Data API request payload

Before invoking the Cloudera Data Visualization Data API, you must familiarize yourself with the syntax of the request payload.

Syntax of a Request Payload

The Data API has a consistent pattern for each payload, with the following basic access syntax:
{ 
        "version":version_number,
        "type":"SQL",
        "limit":number_of_rows,
        "dimensions":
          [{
             "type":"SIMPLE/SEGMENT",
             "expr":"[dimension_1] as 'dimension_value_1', 
             "expr":"[dimension_2] as 'dimension_value_2',
             "expr":"[dimension_n] as 'dimension_value_n',
             "order": {"asc": True/False, "pri": order_sequence}
          }],        
        "aggregates":
          [{
             "expr":["aggregate_1] as 'aggregate_value_1', 
             "expr":["aggregate_2] as 'aggregate_value_2',
             "expr":["aggregate_n] as 'aggregate_value_n',
          }],
        "filters":
           [
             "[filter_1] in ('filter_value_1')",
             "[filter_2] in ('filter_value_2')",
             "[filter_n] in ('filter_value_n')"
           ],
        "having":
           [
            "[aggregate_1]) > aggregate_value_1"
           ],
        "dataset_id":dataset_id_number   
}            

Parameters of a Request Payload

The request payload parameters are defined as follows:

version
Specifies the version of the API. This is used for backward compatibility in case the API changes in the future. This is a mandatory parameter. For example, version 1.
type
Specifies the type of query. This is a mandatory parameter. For example, SQL.
limit
Specifies the number of rows to return. This is a mandatory parameter.
dimensions

List of zero or more dimensions. Specifying no dimensions or aggregates returns all columns from the dataset. Each item in the list specifies a dimension that is requested, and has the following structure of key value pairs:

  • type

    Either SIMPLE or SEGMENT. Default is SIMPLE. Use field descriptions for expr and order with SIMPLE type.

  • expr

    Either a dimension or an aggregate with the following format: "expr":"[dimension_1] as 'dimension_value'. This is a mandatory parameter.

  • order

    Maximum of two key value pairs: ‘asc’, which is set to True or False. This indicates the order and priority, which is set to an integer and specifies the sequence in which the order is to be applied.

aggregates

List of zero or more aggregates. Specifying no aggregates returns all columns from the dataset. Each item in the list specifies an aggregate that is requested, and has the following structure of key value pairs:

  • expr

    Specifies one aggregate with the following format:

    [{"expr":["aggregate_1] as 'aggregate_value_1'}]
dataset_id
Specifies the ID of the dataset object to run the data query.
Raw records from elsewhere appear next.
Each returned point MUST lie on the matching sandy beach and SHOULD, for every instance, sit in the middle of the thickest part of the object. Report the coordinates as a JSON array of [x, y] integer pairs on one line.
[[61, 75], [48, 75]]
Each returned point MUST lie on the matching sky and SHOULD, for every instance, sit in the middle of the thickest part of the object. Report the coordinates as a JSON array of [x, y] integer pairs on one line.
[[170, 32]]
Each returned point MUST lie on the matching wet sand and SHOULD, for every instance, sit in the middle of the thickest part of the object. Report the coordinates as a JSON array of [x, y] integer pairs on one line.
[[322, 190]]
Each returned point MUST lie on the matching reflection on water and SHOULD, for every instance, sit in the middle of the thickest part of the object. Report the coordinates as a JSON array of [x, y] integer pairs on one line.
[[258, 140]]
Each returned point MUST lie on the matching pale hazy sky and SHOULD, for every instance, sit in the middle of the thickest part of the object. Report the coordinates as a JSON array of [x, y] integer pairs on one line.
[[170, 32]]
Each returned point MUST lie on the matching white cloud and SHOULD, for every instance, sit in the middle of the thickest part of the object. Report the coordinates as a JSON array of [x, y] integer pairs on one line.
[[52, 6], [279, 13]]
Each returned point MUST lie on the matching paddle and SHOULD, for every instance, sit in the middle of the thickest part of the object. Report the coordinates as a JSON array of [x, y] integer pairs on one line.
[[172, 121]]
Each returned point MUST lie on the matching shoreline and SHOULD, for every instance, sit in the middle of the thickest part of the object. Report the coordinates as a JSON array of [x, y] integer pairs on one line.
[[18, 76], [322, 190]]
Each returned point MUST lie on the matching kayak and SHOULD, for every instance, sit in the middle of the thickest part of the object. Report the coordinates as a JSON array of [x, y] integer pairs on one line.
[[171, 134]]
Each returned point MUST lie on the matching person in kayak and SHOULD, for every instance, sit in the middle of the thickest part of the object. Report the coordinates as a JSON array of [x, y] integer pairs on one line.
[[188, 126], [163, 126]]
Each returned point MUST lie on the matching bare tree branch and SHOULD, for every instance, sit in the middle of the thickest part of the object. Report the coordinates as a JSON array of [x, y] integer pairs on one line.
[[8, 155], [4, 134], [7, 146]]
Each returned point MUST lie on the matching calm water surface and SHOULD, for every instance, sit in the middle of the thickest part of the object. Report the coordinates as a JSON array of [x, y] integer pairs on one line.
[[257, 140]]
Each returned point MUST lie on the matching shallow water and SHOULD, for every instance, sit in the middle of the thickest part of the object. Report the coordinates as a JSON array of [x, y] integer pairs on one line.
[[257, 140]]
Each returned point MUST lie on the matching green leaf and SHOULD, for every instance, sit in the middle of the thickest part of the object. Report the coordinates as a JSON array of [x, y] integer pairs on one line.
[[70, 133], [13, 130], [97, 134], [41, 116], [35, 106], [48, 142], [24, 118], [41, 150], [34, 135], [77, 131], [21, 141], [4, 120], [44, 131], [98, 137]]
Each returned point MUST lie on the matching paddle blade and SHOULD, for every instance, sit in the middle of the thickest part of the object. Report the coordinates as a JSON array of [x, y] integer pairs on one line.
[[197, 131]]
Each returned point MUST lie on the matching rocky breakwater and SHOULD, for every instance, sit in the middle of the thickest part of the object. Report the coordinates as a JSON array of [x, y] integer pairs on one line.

This is a mandatory parameter.
filters
Specifies a comma-separated list of filter expressions that apply to the dataset using the ‘WHERE’ clause. All the filters specified are combined with an ‘AND’ operation. These filters are applied as the ‘WHERE clause in the generated SQL. This is an optional parameter.
having
Specifies expressions to filter the dataset using the HAVING clause. Therefore, this parameter has an aggregation comparison. This is an optional parameter.

Example of a Request Payload

Here is an example of a Data API request payload that interfaces with the Cereals dataset, which ships as a sample with most Cloudera Data Visualization installations.

{ 
        "version":1,
        "type":"SQL",
        "limit":100,
        "dimensions":
          [{
             "type":"SIMPLE",
             "expr":"[manufacturer] as 'manufacturer'", 
             "order": {"asc":False, "pri":1
          }],        
        "aggregates":
          [{
             "expr":["avg([fat_grams]) as 'avg(fat_grams)'", 
             "expr":["sum(1) as 'Record Count'"
          }],
        "filters":
           [
             ["[cold_or_hot] in ('C')"]
           ],
        "having":
           [
            ["[avg([fat_grams]) < 5"]
           ],
        "dataset_id":11